Well, to know what overservicing is, we would have to have an objective standard of what is the correct level of service.  Without this, all of this is conjecture.

That said, though, it appears to me that the higher use of medical services in the article has more to do with the government subsidizing medical care -- and not with the market itself.  As I've said before, subsidizing anything leads to more demanding it _because_, all else being equal, their costs for it are lower (since their costs are not partly or wholely provided by someone else -- here: the taxpayers).

>> But since there
>> is not a free
>> market in medicine in the USA it is difficult to apply
>> that conjecture
>> to the McAllen situation.  Since medicine is
>> regulated in the USA you
>> could more easily make the claim that the current type
>> of regulated
>> medicine might encourage overservicing in certain
>> areas.  I said
>> "current type of regulated medicine" since a different
>> type of
>> regulation could score differently in the measurements
>> and I said
>> "might" just to include the possibility that there are
>> other factors not yet noticed.
> 
> Even some types of Government-controlled medicine
> encourage
> overservicing, where the doctor is payed per patient seen
> or per
> procedure rather than being on a salary.

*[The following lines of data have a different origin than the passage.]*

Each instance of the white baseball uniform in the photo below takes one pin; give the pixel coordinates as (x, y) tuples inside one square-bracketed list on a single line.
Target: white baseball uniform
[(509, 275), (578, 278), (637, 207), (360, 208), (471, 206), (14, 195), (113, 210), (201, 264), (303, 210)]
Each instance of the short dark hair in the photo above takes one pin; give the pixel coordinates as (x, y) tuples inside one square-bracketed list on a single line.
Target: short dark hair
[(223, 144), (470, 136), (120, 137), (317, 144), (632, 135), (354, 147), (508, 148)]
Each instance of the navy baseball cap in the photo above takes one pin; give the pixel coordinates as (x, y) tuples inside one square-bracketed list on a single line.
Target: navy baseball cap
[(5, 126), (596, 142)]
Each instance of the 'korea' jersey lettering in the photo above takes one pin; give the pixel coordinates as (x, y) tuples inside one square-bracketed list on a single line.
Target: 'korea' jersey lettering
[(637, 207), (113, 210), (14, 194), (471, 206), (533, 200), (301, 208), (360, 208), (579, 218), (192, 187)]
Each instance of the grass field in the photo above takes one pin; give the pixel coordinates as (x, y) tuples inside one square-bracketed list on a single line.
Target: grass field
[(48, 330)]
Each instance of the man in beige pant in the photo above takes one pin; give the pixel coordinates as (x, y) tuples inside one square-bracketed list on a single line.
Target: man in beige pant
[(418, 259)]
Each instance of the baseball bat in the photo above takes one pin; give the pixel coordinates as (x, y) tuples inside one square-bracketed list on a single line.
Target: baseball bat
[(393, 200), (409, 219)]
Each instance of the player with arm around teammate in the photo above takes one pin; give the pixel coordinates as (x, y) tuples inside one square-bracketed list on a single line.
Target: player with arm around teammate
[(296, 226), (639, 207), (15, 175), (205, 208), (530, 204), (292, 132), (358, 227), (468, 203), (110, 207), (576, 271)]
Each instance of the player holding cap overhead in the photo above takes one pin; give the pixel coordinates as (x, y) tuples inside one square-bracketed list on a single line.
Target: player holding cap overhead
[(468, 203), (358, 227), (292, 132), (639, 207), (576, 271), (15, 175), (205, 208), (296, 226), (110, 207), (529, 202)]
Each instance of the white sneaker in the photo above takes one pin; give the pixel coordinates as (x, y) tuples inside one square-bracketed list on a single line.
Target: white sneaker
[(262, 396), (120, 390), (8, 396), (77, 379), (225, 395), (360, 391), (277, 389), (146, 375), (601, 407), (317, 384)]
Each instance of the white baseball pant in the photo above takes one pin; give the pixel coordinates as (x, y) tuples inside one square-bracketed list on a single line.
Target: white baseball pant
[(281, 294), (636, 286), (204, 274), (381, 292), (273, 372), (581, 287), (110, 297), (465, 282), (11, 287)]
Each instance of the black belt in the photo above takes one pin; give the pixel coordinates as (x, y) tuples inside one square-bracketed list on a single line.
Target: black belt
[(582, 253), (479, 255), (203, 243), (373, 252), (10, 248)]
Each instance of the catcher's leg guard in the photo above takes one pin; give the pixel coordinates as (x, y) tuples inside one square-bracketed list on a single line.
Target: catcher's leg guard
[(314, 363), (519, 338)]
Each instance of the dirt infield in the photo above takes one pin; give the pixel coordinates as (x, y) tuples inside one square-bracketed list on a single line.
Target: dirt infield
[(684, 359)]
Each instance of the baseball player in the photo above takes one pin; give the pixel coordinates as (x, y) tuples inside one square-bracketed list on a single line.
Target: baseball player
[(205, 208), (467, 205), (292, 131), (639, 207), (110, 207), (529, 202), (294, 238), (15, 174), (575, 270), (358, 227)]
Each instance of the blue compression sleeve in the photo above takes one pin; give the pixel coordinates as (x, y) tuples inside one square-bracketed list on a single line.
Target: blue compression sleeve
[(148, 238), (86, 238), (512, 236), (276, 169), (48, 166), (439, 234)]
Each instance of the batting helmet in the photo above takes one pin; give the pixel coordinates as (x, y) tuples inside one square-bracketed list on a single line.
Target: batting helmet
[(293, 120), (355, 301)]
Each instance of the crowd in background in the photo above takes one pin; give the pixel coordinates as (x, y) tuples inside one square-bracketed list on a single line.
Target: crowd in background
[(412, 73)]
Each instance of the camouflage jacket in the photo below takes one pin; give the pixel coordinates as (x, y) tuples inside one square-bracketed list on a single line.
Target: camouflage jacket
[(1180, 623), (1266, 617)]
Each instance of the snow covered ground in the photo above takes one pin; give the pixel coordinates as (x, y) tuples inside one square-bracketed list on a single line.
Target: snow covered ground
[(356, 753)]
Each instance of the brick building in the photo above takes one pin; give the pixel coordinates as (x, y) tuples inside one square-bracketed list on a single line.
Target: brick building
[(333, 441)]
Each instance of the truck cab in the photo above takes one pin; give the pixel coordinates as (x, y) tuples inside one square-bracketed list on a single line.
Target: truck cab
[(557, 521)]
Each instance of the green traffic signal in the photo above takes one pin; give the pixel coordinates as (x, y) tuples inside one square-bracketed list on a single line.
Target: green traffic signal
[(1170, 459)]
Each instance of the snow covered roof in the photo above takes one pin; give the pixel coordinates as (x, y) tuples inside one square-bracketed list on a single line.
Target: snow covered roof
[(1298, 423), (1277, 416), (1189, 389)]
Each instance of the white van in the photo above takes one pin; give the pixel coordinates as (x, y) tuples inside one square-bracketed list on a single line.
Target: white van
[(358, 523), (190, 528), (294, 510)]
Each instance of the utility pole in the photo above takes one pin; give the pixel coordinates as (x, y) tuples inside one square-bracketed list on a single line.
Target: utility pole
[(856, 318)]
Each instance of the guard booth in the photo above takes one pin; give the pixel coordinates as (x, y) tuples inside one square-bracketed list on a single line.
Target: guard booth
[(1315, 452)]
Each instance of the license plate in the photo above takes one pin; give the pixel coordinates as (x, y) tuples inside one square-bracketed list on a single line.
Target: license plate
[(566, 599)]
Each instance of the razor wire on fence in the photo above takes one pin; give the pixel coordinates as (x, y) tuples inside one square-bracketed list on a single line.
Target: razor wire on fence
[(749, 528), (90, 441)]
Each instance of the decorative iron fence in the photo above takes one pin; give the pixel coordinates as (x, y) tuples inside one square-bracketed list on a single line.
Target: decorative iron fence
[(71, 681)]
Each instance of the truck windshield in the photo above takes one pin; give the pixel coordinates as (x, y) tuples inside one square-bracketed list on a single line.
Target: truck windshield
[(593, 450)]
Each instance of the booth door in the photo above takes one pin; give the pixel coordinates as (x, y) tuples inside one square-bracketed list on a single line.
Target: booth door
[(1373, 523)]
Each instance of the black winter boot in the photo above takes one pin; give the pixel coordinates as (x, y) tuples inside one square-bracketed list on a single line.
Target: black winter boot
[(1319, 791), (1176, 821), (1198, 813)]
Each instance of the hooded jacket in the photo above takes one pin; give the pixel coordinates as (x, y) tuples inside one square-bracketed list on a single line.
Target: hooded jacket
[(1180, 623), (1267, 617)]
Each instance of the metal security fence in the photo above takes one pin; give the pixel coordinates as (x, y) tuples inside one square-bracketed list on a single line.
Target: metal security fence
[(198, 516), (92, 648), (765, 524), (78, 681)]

Again, we would need an objective way to measure the correct level of service.

> This is just part of
> capitalism: it's understood by everyone that when they walk
> into a
> shop, the shopkeeper will try to sell them something,
> whether they
> need it or not. There may be other advantages to having
> private
> practitioners, but the temptation to overservice has to be
> taken into consideration.

I agree, but the problem is easily resolved in market excahnges by the buyer having an incentive not to be overserviced -- specifically, the buyer will have more money (or other resources) to devote to her or his other wants.  When the buyer is no longer price sensitive -- as in when the cost is subsidized -- then expect the seller to pile on more.